Subsurface scattering in Vulkan path tracing

Started by
68 comments, last by taby 2 months, 1 week ago

I tried making everything a vec4 but I still get garbage. I'm certain that it's something obvious. :(

Advertisement

taby said:
Should I just make everything a vec4?

Personally i do this a lot.
But it should not really matter.

There is no help in VK if you need a array of structures layout. All the addressing needs to be done manually.
OpenGL had support for structs iirc., but it was really cumbersome to use and i do not miss it.

There are functions to cast from float to int and vice versa, so using some integers in float buffers is no problem.
I never had issues with alignment.

If you're sure indexing is right, the problem maybe is related to memory allocation. But i can't remember related problems either.

I also use SSBO for debugging. I write numbers to it from the shaders, then download to CPU to display them. Maybe that's something you could try now to get better clues.

I have found your related github code in rgen:

//	rays r[buffer_size];
	int current_buffer_index = 0;

This means every ray uses the ssbo starting from index 0, so they will override and corrupt each other.

Because you do use a complex struct for 'rays', alignment might be an issue as well, since we don't know what the driver does for padding, and how large one struct actually is. Making everything vec4 would help. You could pack 4 integers into one such vec4, etc.

OK, I think I got the indexing designed. I'm going to make sure it's a good design before I start using it. Thanks for all of your help JoeJ.


size_t screenshot_x = pixel_num_x;
size_t screenshot_y = pixel_num_y;
size_t screenshot_index = screenshot_y * screen_width + screenshot_x;

Yep, this should work then.

But just fyi, another common problem is dynamic size per thread, e.g. if each of your rays would require a different size for its array.

In this case you would pre-allocate some buffer which is hopefully large enough for all, and then use atomics to do a sub allocation from that buffer per thread:

int localSize = 7; // current thread needs 7 elements
int localRange = atomic_add(globalCounter, localSize);

for (int i=0; i<localSize; i++)
	globalBuffer[localRange + i] = localStuff[i];
	
// for simplicity i did not do any checks to ensure we do not exceed the size of the global buffer

Due to the atomic instruction it's guaranteed there are no write hazards, and it's still lock free and fast.

On GPU there is no need to declare any memory (like the globalCounter) to be accessed with atomic instructions in advance.

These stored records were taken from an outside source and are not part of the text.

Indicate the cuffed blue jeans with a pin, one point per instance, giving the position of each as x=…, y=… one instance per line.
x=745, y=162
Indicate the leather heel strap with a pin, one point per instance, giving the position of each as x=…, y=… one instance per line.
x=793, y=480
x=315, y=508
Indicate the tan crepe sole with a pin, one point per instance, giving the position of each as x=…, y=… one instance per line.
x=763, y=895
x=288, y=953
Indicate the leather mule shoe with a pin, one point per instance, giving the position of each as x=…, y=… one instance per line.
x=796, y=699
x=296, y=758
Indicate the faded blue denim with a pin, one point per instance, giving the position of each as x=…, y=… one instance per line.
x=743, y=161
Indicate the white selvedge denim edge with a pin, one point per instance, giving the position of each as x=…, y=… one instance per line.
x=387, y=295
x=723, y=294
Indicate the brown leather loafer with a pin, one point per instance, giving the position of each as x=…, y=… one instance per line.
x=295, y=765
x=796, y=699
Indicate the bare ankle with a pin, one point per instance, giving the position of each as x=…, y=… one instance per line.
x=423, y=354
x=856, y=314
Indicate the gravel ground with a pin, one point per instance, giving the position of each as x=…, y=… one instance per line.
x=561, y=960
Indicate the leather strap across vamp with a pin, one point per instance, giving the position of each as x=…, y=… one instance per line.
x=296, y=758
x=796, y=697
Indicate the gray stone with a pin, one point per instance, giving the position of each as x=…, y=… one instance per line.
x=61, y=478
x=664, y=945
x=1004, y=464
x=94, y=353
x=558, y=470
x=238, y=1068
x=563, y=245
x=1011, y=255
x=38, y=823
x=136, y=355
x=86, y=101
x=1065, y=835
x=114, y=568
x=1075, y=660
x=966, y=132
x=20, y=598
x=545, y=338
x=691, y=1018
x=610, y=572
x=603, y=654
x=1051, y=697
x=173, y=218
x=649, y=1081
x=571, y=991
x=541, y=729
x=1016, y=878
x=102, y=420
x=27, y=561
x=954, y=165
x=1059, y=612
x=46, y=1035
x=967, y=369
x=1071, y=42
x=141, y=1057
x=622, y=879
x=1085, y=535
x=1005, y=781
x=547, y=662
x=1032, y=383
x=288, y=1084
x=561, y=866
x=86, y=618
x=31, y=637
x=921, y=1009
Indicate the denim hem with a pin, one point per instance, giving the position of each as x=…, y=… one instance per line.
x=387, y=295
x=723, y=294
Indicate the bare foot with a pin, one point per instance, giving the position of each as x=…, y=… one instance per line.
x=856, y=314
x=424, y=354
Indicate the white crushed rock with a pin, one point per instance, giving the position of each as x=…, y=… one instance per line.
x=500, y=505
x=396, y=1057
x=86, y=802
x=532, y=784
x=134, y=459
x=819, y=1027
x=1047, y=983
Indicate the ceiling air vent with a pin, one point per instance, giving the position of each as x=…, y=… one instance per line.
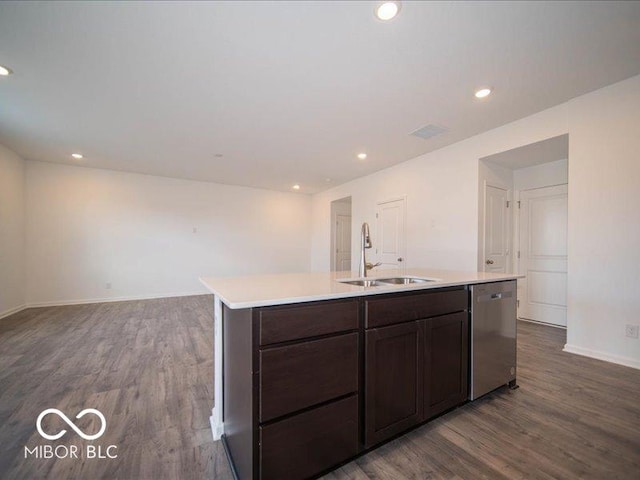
x=429, y=131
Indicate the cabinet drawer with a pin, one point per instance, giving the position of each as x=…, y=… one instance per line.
x=304, y=445
x=296, y=322
x=403, y=308
x=305, y=374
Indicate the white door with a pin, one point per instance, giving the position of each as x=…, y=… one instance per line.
x=390, y=238
x=497, y=229
x=342, y=242
x=543, y=255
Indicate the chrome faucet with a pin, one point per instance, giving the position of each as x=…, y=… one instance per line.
x=365, y=242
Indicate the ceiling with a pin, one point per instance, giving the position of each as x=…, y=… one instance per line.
x=290, y=92
x=544, y=151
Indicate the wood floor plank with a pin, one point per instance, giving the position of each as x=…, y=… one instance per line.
x=148, y=366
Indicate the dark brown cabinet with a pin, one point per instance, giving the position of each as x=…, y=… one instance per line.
x=394, y=375
x=292, y=380
x=416, y=361
x=446, y=359
x=309, y=386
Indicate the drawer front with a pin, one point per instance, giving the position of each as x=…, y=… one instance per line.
x=390, y=310
x=296, y=322
x=305, y=374
x=304, y=445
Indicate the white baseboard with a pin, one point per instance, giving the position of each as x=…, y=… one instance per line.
x=217, y=429
x=607, y=357
x=561, y=327
x=11, y=311
x=60, y=303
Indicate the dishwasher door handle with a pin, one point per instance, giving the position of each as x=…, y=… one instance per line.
x=494, y=296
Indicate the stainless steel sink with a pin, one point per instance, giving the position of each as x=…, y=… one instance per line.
x=362, y=283
x=380, y=282
x=404, y=280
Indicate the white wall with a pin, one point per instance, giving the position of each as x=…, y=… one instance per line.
x=442, y=189
x=545, y=175
x=442, y=196
x=12, y=218
x=87, y=227
x=604, y=222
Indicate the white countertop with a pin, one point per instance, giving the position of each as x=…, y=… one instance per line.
x=280, y=289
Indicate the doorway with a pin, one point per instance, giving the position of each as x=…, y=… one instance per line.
x=537, y=174
x=497, y=229
x=341, y=235
x=543, y=254
x=390, y=242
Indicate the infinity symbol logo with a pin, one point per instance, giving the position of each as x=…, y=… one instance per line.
x=71, y=424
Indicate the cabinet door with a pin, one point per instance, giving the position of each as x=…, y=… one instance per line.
x=394, y=380
x=446, y=370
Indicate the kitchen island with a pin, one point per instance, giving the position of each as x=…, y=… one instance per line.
x=313, y=371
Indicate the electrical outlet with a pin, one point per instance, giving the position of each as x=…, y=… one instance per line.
x=631, y=331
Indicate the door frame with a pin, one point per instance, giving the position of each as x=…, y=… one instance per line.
x=518, y=247
x=332, y=229
x=510, y=264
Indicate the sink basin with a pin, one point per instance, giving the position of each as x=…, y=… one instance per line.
x=404, y=280
x=362, y=283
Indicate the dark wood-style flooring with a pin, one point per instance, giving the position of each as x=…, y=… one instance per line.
x=148, y=367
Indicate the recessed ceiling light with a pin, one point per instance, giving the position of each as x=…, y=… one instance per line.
x=387, y=10
x=483, y=92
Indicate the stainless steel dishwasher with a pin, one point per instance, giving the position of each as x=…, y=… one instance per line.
x=493, y=336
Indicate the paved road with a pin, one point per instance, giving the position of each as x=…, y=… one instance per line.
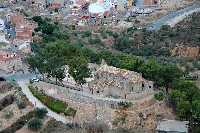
x=23, y=81
x=173, y=18
x=24, y=85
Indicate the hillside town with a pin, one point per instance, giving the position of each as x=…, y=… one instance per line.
x=99, y=66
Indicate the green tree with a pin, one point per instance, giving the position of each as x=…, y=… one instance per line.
x=40, y=112
x=78, y=68
x=35, y=124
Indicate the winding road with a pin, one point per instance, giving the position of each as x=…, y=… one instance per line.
x=173, y=18
x=23, y=80
x=24, y=85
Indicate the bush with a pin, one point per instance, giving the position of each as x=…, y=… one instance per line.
x=40, y=112
x=124, y=104
x=8, y=114
x=53, y=104
x=159, y=96
x=35, y=124
x=21, y=104
x=70, y=112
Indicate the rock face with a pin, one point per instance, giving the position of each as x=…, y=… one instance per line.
x=192, y=52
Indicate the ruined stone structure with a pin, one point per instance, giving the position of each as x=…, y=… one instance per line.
x=119, y=83
x=10, y=62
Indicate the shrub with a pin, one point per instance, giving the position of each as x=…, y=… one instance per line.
x=159, y=96
x=8, y=114
x=70, y=112
x=35, y=124
x=53, y=104
x=124, y=104
x=21, y=104
x=40, y=112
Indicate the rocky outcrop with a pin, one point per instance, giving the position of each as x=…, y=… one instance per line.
x=192, y=52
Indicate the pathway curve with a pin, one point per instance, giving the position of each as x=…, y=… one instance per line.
x=173, y=18
x=24, y=85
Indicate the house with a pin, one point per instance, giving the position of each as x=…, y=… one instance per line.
x=23, y=29
x=116, y=82
x=147, y=3
x=172, y=126
x=151, y=3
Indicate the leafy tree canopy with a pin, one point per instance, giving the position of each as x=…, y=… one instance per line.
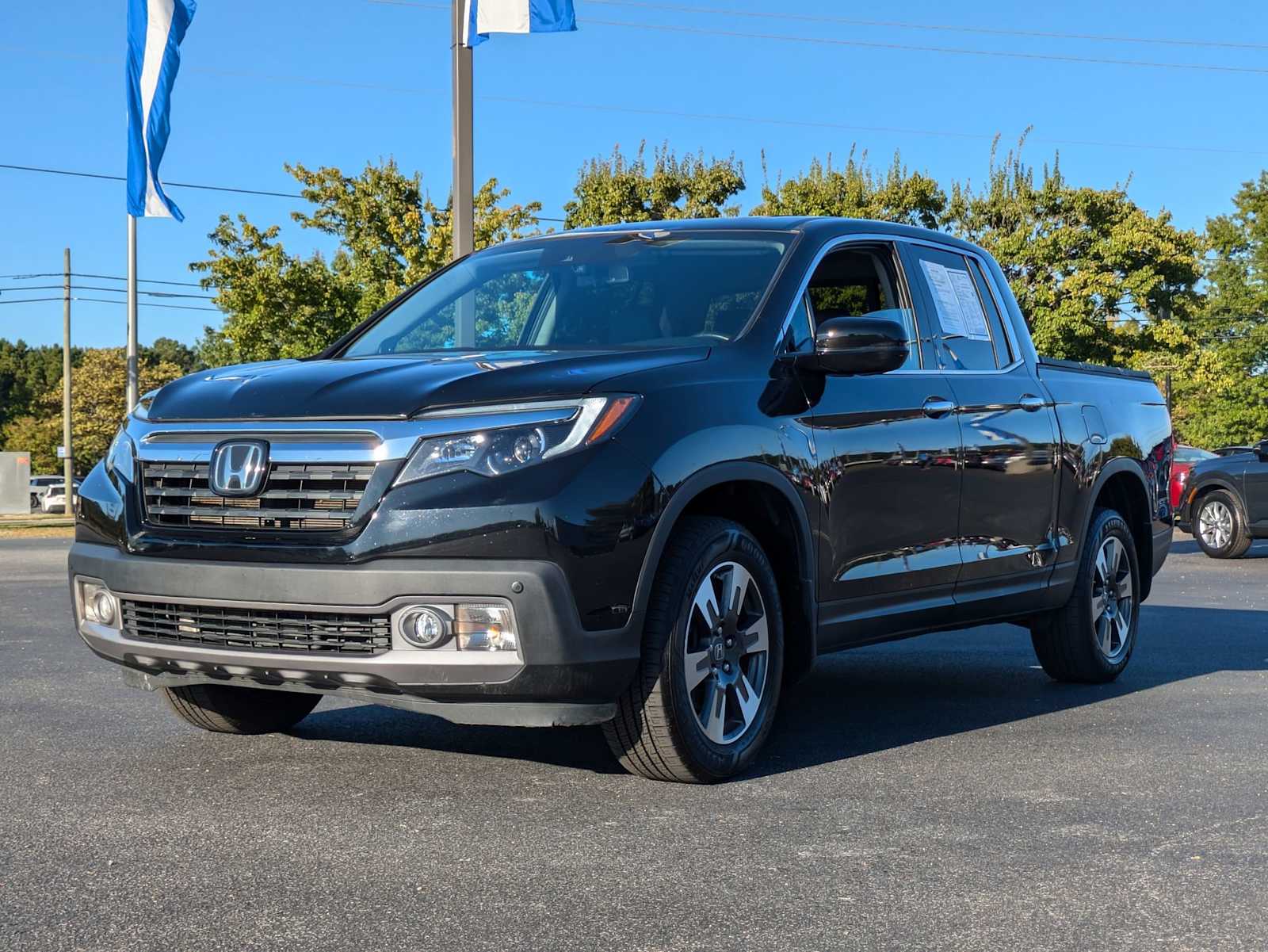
x=391, y=236
x=857, y=192
x=618, y=189
x=98, y=396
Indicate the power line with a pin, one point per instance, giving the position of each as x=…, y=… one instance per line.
x=955, y=51
x=183, y=185
x=872, y=44
x=173, y=184
x=899, y=25
x=101, y=277
x=113, y=291
x=758, y=120
x=112, y=300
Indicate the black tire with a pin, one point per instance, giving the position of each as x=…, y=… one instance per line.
x=227, y=709
x=1068, y=640
x=1239, y=537
x=656, y=733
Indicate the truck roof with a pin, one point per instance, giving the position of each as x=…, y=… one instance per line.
x=822, y=226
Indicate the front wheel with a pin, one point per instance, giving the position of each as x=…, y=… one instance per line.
x=1092, y=637
x=1219, y=528
x=713, y=657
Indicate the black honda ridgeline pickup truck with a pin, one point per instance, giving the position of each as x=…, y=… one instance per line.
x=638, y=476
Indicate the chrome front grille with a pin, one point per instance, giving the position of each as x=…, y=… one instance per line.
x=296, y=496
x=257, y=629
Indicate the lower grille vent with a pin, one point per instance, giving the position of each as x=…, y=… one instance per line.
x=258, y=629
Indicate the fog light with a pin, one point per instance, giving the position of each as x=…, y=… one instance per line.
x=425, y=628
x=485, y=628
x=99, y=605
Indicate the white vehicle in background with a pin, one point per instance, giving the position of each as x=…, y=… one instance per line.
x=55, y=499
x=40, y=486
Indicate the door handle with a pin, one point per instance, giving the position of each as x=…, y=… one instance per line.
x=938, y=407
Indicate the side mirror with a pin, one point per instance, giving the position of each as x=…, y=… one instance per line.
x=857, y=345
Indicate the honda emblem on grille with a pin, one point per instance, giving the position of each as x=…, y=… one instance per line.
x=239, y=468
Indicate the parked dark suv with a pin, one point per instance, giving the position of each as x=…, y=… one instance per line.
x=1225, y=503
x=636, y=476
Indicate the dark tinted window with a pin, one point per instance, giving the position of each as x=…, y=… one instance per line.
x=1003, y=353
x=1191, y=454
x=957, y=312
x=799, y=335
x=859, y=281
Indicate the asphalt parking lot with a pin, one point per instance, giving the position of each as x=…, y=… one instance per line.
x=935, y=793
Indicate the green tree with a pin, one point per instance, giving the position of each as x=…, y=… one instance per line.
x=98, y=398
x=25, y=373
x=856, y=192
x=1096, y=275
x=171, y=351
x=1221, y=377
x=617, y=189
x=390, y=235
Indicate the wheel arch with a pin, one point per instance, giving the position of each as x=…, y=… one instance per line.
x=758, y=497
x=1209, y=486
x=1121, y=486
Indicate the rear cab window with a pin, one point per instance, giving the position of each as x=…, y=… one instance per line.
x=957, y=304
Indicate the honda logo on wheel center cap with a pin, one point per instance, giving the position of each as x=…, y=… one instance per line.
x=239, y=468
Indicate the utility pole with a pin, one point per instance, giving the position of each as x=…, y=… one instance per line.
x=463, y=213
x=132, y=396
x=69, y=463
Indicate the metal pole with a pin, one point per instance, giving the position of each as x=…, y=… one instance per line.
x=69, y=463
x=464, y=177
x=132, y=396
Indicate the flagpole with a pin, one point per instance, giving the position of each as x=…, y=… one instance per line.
x=464, y=177
x=132, y=316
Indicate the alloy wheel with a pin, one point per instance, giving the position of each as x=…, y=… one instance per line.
x=727, y=653
x=1215, y=524
x=1113, y=598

You can use them on any type of memory whenever you want.
That's really convenient. Using atomics on CPU with C++ is pretty cumbersome in comparison.

Well, that was a nice foray into the SSBO. I now know a bit more than I did before. Thanks for the ideas JoeJ. I try to make a buffer that large, but it crashes the app.

taby said:
I try to make a buffer that large, but it crashes the app.

How much memory would you need?

Anyway, i would try it with low res like 320 * 200. Good enough to too see if there is some potential win.

JoeJ said:
There is no help in VK if you need a array of structures layout. All the addressing needs to be done manually. OpenGL had support for structs iirc., but it was really cumbersome to use and i do not miss it.

This is one of the things I dislike on VK/GL, and absolutely like in D3D12 (StructuredBuffer/RWStructuredBuffer).

JoeJ said:
Because you do use a complex struct for 'rays', alignment might be an issue as well

There is definitely specification requirement for alignment. I might be wrong here - but there should be few alignment rules:

Scalar alignment

  • Scalar of size N has alignment N
  • Vector equal to component type
  • Array equal to element type
  • Structure based on largest scalar alignment in any of its members
  • Matrix equivalent to array decl.

Base alignment (i.e. std430)

  • Scalar base equal to scalar alignment
  • 2-component ~ 2 times scalar alignment
  • 3-component ~ 4 times scalar
  • Array ~ equal to base alignment of element type
  • Structure alignment equal to largest base of any of its members - note for 1-byte aligned emptry structs StorageBuffer8BitAccess/UniformAndStorageBuffer8BitAccess declared in SPIR-V module)
  • Matrix inherits base alignment from array declaration

Extended alignment (i.e. std140)

  • Scalar/vector type has extended equal to their base
  • AoS type rounded up to multiples of 16
  • Matrix type inherits always extended alignments

It sounds a bit meh unless you read thoroughly. Note that I'd recommend 16-byte alignment if your structs are somewhat larger (otherwise - I'd consider using scalars). Of course padding can hurt you memory wise.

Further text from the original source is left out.